A preuve : en ses alinéas 2 et 3, l’article 211 de la Loi fondamentale dispose que «La Commission électorale nationale indépendante est chargée de l’organisation du processus électoral, notamment de l’enrôlement des électeurs, de la tenue du fichier électoral, des opérations de vote, de dépouillement et de tout référendum. Elle assure la régularité du processus électoral et référendaire». A preuve encore : l’article 3 de la loi organique n°10/013 du 28 juillet 2010 portant organisation et fonctionnement de la Céni dispose que «La Céni est chargée de l’organisation de tout le processus électoral et référendaire. Elle en assure la régularité ». A preuve également : la loi organique n° 13/012 du 19 avril 2013 modifiant et complétant la loi organique n° 10/013 du 28 juillet 2010 portant organisation et fonctionnement de la Céni.
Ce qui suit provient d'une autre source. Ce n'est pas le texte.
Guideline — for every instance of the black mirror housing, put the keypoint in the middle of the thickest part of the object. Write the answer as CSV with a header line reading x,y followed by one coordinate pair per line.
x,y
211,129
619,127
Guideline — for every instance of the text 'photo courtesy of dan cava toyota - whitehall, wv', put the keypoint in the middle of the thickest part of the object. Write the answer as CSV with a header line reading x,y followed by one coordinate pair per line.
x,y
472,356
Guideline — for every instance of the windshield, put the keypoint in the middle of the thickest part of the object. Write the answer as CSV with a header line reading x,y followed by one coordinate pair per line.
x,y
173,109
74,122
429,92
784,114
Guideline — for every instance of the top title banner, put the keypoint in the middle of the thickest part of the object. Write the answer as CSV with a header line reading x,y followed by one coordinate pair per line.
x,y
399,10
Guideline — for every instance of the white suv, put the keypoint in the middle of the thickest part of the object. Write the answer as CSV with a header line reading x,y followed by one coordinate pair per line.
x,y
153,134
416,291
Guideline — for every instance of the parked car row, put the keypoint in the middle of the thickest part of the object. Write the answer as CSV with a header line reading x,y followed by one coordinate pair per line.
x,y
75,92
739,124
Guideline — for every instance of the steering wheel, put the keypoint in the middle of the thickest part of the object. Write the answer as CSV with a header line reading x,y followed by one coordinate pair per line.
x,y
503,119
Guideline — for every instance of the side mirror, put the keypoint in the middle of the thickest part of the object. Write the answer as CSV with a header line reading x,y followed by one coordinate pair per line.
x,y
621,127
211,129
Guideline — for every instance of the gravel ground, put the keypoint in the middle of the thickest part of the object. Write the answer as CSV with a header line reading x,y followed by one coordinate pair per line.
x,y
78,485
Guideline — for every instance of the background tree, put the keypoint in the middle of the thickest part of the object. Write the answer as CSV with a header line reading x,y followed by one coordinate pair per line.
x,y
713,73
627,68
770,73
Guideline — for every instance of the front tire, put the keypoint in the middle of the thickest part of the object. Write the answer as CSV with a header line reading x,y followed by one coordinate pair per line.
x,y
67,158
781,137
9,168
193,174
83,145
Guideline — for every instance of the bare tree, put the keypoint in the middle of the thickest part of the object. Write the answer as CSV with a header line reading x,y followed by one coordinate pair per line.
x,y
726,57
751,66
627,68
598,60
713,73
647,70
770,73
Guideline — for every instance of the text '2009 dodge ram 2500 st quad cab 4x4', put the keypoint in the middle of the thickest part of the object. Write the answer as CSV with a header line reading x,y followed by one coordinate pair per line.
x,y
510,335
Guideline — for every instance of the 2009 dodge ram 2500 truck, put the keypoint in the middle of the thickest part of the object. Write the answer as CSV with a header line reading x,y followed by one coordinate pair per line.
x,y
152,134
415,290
Elle maintient l’article 3 précité.

A la lumière de cette démonstration, il est impératif, pour une meilleure communication, d’attirer l’attention de la communauté nationale et internationale sur les responsabilités de l’Exécutif (Président et Gouvernement de la République), du Législatif (Assemblée nationale et Sénat) et, évidemment, de la Céni.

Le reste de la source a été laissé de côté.